Baseline shift detection is a project that I worked on at Intel as an intern. Employing machine learning and other techniques for early error detection in a manufacturing line.
As the project grows, I was put in charge of leading the machine learning section of the problem.
A little back story behind the project. The internship at Intel was my first real job ever. I have been in love with machine learning for a long time then, however, applying my knowledge at one of the biggest chip manufacturing cooperation in the world is a hold new experience.
After 3 interview rounds, I got into Intel with great excitement. Working with the testing team, after a few months, I was lucky enough to be appointed to lead the machine learning aspect of the project.

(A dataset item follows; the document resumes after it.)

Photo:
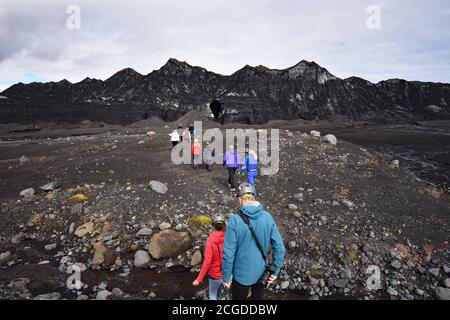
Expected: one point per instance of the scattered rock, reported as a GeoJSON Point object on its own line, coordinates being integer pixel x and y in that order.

My job is to research, implement and help understand the output of the model. Data preprocessing and transformation is also an essential part of the problem.

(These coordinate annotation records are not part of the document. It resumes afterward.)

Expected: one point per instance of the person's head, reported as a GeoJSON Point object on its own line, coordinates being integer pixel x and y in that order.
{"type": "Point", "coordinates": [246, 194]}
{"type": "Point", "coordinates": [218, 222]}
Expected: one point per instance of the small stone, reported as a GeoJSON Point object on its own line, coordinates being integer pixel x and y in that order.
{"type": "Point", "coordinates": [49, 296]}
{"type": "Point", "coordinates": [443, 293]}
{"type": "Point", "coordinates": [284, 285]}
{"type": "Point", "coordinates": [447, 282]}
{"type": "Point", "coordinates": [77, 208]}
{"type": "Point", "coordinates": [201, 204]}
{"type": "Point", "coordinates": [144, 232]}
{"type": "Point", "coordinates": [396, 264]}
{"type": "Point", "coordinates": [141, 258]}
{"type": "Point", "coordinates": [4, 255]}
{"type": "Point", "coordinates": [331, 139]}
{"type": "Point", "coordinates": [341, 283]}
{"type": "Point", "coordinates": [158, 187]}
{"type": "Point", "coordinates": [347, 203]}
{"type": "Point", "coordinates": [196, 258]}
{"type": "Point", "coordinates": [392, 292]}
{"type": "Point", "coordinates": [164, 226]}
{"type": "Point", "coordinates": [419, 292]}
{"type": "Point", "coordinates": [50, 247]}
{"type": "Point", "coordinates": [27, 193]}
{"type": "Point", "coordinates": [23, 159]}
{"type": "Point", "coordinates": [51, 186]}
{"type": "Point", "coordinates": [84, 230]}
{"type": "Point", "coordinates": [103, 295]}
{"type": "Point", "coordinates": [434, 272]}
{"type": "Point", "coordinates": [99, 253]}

The following is my recommendation letter after the project here
Due to the confidential nature of the project, the majority of details are not disclosable. I can only brief you about the scope and some problems encountered along the way.
To manufacture a chip for any device, hundreds up to thousands of machinery must be involved. And due to the nature of chip making, these machines can be located across the world, usually, a processor can travel up to 4 to 5 countries to finally end up on the user’s hand.
Un-noted failure in any of these constantly working machines can be devastating. There is a need for a system that can early detect failures in real-time, and apply root cause detection to reduce debugging time.
After much consideration, we landed on the following solution:
EWMA for real-time anomaly detection
Machine learning ( Decision Tree ) for applying commonality analysis
Web hosting
The solution seems relatively simple, however, the devil is in the detail. We have to consider multiple factors within the huge Intel environment. Select the combination of solutions that fit the system the best and build a pipeline that is easy to maintain and use are essential.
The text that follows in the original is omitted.